Neu-rechte Kontinuitäten in Thüringen: Regierungssprecher auf Abwegen

Thüringens Regierungssprecher Hahn war länger in der sogenannten neuen Rechten aktiv, als er behauptet. Er distanziert sich nicht eindeutig von der Szene.

Zweifelnder Blick, zweifelhafte Zukunft. Bild: dpa

HAMBURG taz | Die Debatten um Karl-Eckhard Hahn hören nicht auf. Bereits im August hatte sich der thüringische Regierungssprecher (CDU) im Kabinett zu seinen neu-rechten Verstrickungen erklären müssen. Er beteuerte, sich nach der Gründung der neu-rechten Zeitschrift Etappe 1989 zurückgezogen zu haben, weil das Blatt gegen sein „Verständnis von Menschenwürde“ verstoße. Er erwähnte aber nicht, über den „Verein zur Förderung von Wissen und Publizistik“ weiter in dem Milieu verankert gewesen zu sein.
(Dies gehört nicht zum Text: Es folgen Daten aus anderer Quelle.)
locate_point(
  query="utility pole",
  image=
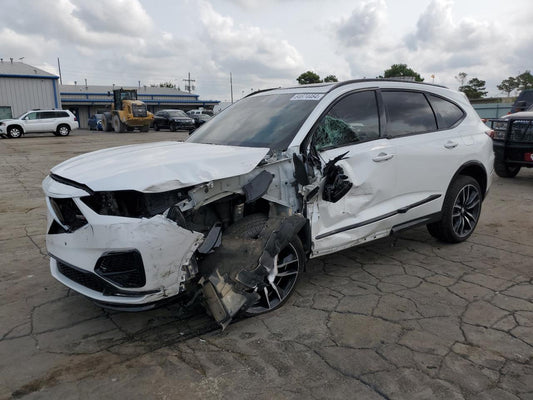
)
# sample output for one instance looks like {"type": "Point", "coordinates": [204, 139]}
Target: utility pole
{"type": "Point", "coordinates": [231, 86]}
{"type": "Point", "coordinates": [59, 68]}
{"type": "Point", "coordinates": [188, 86]}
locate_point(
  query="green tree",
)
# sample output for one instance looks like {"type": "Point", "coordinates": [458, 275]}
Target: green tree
{"type": "Point", "coordinates": [508, 85]}
{"type": "Point", "coordinates": [461, 78]}
{"type": "Point", "coordinates": [331, 78]}
{"type": "Point", "coordinates": [525, 80]}
{"type": "Point", "coordinates": [400, 71]}
{"type": "Point", "coordinates": [474, 89]}
{"type": "Point", "coordinates": [308, 77]}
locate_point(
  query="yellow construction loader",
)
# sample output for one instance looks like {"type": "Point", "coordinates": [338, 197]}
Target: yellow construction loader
{"type": "Point", "coordinates": [127, 113]}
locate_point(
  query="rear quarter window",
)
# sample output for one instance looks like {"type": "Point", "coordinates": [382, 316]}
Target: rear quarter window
{"type": "Point", "coordinates": [448, 114]}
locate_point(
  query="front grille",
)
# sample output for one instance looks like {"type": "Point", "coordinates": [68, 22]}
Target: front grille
{"type": "Point", "coordinates": [85, 278]}
{"type": "Point", "coordinates": [139, 110]}
{"type": "Point", "coordinates": [521, 131]}
{"type": "Point", "coordinates": [125, 269]}
{"type": "Point", "coordinates": [68, 213]}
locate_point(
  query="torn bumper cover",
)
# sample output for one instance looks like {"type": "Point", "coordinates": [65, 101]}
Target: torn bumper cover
{"type": "Point", "coordinates": [122, 261]}
{"type": "Point", "coordinates": [240, 267]}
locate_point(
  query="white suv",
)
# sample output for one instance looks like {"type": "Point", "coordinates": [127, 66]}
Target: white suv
{"type": "Point", "coordinates": [60, 122]}
{"type": "Point", "coordinates": [279, 177]}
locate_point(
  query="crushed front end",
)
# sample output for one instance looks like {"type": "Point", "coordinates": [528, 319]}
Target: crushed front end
{"type": "Point", "coordinates": [117, 248]}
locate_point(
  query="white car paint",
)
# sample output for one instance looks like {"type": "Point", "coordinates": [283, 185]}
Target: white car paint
{"type": "Point", "coordinates": [387, 174]}
{"type": "Point", "coordinates": [156, 167]}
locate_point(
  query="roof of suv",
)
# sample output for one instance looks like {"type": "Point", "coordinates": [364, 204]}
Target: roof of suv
{"type": "Point", "coordinates": [328, 87]}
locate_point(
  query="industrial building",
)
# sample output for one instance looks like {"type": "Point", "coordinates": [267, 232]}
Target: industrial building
{"type": "Point", "coordinates": [23, 88]}
{"type": "Point", "coordinates": [85, 101]}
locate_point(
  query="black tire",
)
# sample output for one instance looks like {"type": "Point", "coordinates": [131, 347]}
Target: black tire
{"type": "Point", "coordinates": [63, 130]}
{"type": "Point", "coordinates": [504, 170]}
{"type": "Point", "coordinates": [277, 292]}
{"type": "Point", "coordinates": [460, 211]}
{"type": "Point", "coordinates": [14, 132]}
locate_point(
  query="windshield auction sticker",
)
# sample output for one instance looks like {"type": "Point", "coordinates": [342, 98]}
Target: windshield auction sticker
{"type": "Point", "coordinates": [307, 96]}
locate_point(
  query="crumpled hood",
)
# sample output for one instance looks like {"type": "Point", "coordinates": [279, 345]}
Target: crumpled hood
{"type": "Point", "coordinates": [161, 166]}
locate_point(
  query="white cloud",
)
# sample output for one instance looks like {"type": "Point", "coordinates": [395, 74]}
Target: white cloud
{"type": "Point", "coordinates": [247, 49]}
{"type": "Point", "coordinates": [363, 23]}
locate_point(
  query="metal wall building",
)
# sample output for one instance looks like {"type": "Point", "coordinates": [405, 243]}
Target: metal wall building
{"type": "Point", "coordinates": [85, 101]}
{"type": "Point", "coordinates": [23, 88]}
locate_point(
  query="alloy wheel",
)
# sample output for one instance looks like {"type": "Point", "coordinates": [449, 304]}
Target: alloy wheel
{"type": "Point", "coordinates": [281, 281]}
{"type": "Point", "coordinates": [466, 210]}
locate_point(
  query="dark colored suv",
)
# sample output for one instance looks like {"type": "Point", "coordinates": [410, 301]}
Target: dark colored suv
{"type": "Point", "coordinates": [513, 143]}
{"type": "Point", "coordinates": [175, 120]}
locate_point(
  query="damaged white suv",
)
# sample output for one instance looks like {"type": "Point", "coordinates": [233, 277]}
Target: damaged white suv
{"type": "Point", "coordinates": [279, 177]}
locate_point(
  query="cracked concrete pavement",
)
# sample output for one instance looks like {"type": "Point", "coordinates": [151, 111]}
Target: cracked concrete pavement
{"type": "Point", "coordinates": [409, 318]}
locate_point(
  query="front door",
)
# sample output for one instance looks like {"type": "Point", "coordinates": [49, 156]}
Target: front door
{"type": "Point", "coordinates": [367, 172]}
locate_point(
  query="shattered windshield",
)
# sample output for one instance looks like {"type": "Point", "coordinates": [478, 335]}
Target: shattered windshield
{"type": "Point", "coordinates": [270, 120]}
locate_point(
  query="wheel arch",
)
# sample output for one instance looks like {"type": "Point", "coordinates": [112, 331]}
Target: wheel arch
{"type": "Point", "coordinates": [475, 170]}
{"type": "Point", "coordinates": [16, 126]}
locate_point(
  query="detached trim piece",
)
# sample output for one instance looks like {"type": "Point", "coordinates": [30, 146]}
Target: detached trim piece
{"type": "Point", "coordinates": [70, 182]}
{"type": "Point", "coordinates": [402, 210]}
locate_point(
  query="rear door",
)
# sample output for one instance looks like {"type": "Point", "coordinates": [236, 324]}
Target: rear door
{"type": "Point", "coordinates": [352, 127]}
{"type": "Point", "coordinates": [429, 150]}
{"type": "Point", "coordinates": [31, 122]}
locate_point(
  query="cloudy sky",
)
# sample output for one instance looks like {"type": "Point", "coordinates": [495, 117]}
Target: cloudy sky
{"type": "Point", "coordinates": [267, 43]}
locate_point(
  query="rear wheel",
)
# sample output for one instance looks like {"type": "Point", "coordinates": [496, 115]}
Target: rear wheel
{"type": "Point", "coordinates": [288, 266]}
{"type": "Point", "coordinates": [63, 130]}
{"type": "Point", "coordinates": [14, 132]}
{"type": "Point", "coordinates": [460, 211]}
{"type": "Point", "coordinates": [504, 170]}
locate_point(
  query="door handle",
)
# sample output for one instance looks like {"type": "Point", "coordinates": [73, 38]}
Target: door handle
{"type": "Point", "coordinates": [382, 157]}
{"type": "Point", "coordinates": [450, 144]}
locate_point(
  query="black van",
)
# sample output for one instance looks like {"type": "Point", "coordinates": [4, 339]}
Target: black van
{"type": "Point", "coordinates": [523, 101]}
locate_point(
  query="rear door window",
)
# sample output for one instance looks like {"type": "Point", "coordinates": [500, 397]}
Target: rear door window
{"type": "Point", "coordinates": [408, 113]}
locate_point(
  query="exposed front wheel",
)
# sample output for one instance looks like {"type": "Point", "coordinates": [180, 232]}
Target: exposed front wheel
{"type": "Point", "coordinates": [504, 170]}
{"type": "Point", "coordinates": [14, 132]}
{"type": "Point", "coordinates": [63, 130]}
{"type": "Point", "coordinates": [460, 211]}
{"type": "Point", "coordinates": [289, 264]}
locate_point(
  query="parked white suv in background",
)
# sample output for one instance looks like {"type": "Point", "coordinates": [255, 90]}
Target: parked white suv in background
{"type": "Point", "coordinates": [59, 122]}
{"type": "Point", "coordinates": [280, 176]}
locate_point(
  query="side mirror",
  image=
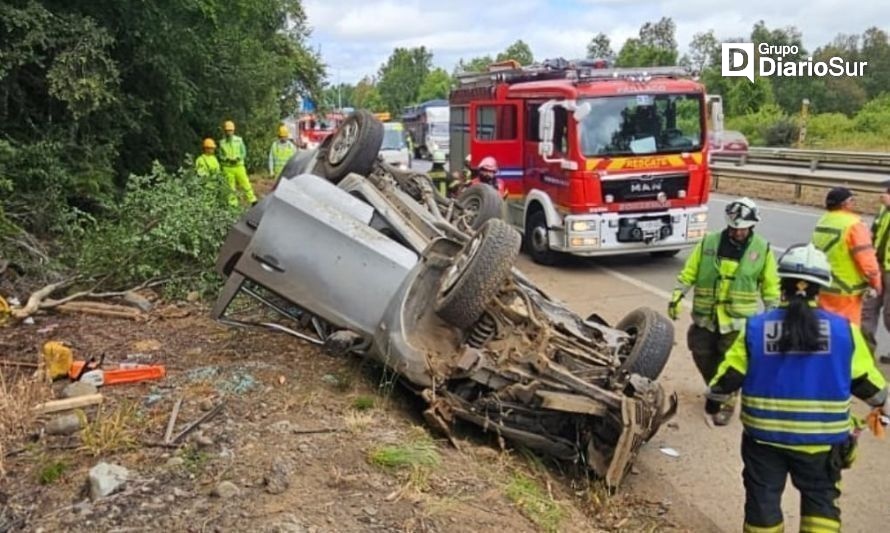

„In Zeiten des NSU muss jeder politische Funktionsträger – gerade in Thüringen – über jeden Zweifel an seiner Haltung gegenüber rechtsextremen Organisationen und Ideologien erhaben sein“, sagt Thüringens Wirtschaftsminister Matthias Machnig der taz. Bereits als die Aktivitäten des Regierungssprechers bei der Deutschen Gildenschaft (DG) und den Zeitschriften Phönix und Etappe im August bekannt wurden, forderte der SPD-Minister eine klare Distanzierung.

Der Verein zur Förderung von Wissen und Publizistik bestand knapp drei Jahre, Hahn gehört zu den Gründern. Laut Eintrag im Vereinsregister Goslar wurde der Verein am 28. Februar 1988 mit dem Ziel gegründet, „Veranstaltungen und Publizistik“ zu fördern.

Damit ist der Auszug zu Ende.